These case studies are examples to help you to apply the Rules of Conduct in situations that may arise in your professional practice.

When making ethical professional decisions, you need to:

  • consider the facts
  • identify the relevant RICS standards in the Rules of Conduct and other guidance
  • use your professional judgement, which may require you to balance different interests and principles.

What matters is that you can show that you have done your best to follow the professional standards set by RICS.

Read the case study below

Scenario 7

My firm has information about a property that is confidential to client A, but would be relevant to the valuation of a property for client B. Can I use this without breaching confidentiality?


  • Look at technical standards to establish what information is material and must be shared.
  • Consider whether you can share material information without breaching confidentiality.
  • If you would be breaching confidentiality, apply the processes for a resolving a conflict of interest.
  • If data is sourced through some form of digital process, consider the appropriate level of due diligence needed.

Rules and behaviours

Rules 1 and 3, and behaviours 1.3, 1.5, 1.9, 3.5 and 3.6 are relevant here.

Also consider Conflicts of interest, RICS professional statement and RICS Valuation – Global Standards.

There is a potential for a conflict of interest here because you owe a duty to one client to keep their information confidential, while owing a duty to another client to share information with them. The Conflicts of interest professional statement says: ‘Every RICS member working independently or within a non-regulated firm or within a regulated firm must provide to every client all the information that is material to that client’s professional assignment of which that RlCS member has knowledge’. Therefore, the issue is what information is material here?

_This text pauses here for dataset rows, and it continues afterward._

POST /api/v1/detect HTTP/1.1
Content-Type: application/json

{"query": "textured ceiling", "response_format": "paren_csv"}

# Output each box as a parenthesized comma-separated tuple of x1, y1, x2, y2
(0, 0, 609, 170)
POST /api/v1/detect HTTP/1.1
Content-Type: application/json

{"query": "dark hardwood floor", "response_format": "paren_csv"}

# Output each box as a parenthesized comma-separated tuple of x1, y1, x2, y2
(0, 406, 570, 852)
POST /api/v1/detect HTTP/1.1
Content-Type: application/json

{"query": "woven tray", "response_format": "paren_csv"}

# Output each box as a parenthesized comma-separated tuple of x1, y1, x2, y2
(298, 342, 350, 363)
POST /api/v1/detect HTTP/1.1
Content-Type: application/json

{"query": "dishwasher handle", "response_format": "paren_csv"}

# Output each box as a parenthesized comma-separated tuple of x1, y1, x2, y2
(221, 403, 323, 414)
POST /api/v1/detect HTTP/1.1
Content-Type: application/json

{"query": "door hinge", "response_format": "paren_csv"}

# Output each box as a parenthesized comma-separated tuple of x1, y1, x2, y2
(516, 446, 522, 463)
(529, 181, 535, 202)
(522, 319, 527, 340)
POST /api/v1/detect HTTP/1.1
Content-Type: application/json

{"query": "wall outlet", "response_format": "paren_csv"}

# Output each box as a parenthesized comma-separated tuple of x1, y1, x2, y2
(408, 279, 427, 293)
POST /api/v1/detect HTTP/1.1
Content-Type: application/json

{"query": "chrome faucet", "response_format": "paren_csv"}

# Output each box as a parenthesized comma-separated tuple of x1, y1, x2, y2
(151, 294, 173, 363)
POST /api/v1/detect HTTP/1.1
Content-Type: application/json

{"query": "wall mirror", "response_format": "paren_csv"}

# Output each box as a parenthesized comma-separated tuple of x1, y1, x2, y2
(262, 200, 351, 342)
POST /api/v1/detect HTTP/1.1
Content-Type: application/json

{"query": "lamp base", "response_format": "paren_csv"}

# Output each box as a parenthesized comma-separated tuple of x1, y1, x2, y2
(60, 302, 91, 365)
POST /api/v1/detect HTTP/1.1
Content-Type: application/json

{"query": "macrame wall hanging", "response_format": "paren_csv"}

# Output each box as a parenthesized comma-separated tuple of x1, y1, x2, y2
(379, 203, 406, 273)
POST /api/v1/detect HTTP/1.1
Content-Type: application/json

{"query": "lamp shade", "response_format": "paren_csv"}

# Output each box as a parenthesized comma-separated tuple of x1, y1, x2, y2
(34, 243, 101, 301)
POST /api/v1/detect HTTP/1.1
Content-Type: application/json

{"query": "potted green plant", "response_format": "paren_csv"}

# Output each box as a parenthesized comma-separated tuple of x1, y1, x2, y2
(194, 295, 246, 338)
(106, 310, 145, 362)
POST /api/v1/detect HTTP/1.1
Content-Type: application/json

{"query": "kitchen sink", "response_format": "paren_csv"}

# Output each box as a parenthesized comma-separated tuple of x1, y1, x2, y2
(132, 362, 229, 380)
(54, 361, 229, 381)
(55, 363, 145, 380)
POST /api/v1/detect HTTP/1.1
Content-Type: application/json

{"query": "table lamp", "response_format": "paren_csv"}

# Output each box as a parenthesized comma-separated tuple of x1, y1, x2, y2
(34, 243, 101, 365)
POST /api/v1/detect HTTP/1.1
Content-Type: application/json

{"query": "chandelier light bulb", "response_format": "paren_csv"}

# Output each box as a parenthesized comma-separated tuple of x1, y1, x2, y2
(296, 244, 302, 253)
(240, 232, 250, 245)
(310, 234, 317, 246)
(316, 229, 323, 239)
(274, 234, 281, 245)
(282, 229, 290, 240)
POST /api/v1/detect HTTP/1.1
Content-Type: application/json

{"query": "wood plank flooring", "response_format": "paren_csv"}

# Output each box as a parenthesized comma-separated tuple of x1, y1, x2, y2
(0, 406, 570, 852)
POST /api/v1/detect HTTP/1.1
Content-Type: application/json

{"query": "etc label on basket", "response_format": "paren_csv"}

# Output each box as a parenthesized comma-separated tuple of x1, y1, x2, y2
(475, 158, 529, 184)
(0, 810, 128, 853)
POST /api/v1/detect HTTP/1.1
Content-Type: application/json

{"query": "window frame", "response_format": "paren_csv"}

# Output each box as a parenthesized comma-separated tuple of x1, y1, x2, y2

In this, the RICS Valuation – Global Standards help. They say: ‘The nature and source of any relevant information relied upon in the valuation process and the extent of any steps taken to verify that information must be disclosed’. (VPS 3). Therefore, what is material here is the nature and source of the information.


In many cases the information that is relevant to the valuation can be communicated without breaching confidentiality if the information is within the knowledge of the valuer and broad categories are given (for example the type or location of the property). If the valuation report has adequately communicated the nature and source of the information but the client wants more detail, then explicit consent to disclose can be sought from client A. However, if client A refuses in that scenario, the valuer has met their professional obligations and should not breach confidentiality, and is not required to stop acting for either client.

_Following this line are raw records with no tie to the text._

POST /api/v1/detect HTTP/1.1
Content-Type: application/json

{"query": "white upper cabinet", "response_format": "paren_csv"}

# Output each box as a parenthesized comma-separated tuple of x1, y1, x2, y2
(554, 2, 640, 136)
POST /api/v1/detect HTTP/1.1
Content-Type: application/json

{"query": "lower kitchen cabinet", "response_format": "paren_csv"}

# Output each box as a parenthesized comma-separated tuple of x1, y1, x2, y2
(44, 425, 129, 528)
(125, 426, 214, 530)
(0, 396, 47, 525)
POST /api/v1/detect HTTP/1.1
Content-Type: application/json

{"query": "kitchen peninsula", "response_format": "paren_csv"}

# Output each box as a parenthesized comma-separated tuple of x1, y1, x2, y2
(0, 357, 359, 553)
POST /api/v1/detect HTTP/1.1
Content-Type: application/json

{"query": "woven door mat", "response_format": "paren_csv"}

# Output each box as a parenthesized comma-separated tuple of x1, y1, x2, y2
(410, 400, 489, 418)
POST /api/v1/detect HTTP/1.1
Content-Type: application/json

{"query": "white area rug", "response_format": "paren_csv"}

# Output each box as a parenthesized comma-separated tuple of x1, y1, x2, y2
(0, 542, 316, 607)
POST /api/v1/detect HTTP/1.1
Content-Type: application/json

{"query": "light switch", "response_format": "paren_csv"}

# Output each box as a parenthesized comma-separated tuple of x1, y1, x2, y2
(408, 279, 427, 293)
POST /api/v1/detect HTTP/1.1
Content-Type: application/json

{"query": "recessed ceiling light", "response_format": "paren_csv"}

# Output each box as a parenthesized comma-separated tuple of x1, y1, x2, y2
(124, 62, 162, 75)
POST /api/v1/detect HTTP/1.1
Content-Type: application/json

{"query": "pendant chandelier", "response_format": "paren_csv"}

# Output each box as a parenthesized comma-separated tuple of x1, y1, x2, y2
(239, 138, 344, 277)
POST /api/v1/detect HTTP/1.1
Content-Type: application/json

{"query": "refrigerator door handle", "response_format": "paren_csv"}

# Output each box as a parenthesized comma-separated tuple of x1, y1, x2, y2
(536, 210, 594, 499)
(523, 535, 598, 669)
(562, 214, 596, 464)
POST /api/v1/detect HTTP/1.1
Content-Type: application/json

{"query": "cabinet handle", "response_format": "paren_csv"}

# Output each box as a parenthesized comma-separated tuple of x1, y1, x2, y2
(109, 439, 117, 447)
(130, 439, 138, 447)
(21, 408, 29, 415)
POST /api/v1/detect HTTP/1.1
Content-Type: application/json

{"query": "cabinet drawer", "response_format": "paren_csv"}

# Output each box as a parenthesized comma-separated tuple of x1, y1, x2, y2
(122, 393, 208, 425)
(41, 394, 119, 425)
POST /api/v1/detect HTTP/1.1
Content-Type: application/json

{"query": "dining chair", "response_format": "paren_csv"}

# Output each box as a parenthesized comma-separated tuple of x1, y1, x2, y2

If it is not possible to communicate the nature and source of the information without breaching confidentiality, the member or firm would need to follow the steps in the Conflicts of interest professional statement to consider whether informed consent could be sought or whether the instruction should be refused.

When data has been sourced through some form of digital process, or a form of automated valuation modelling has been used to support the valuation, you should consider appropriate levels of due diligence in establishing the original source, ownership, usage rights, conflict checking, methodology, etc. used in the data collection and/or modelling processes.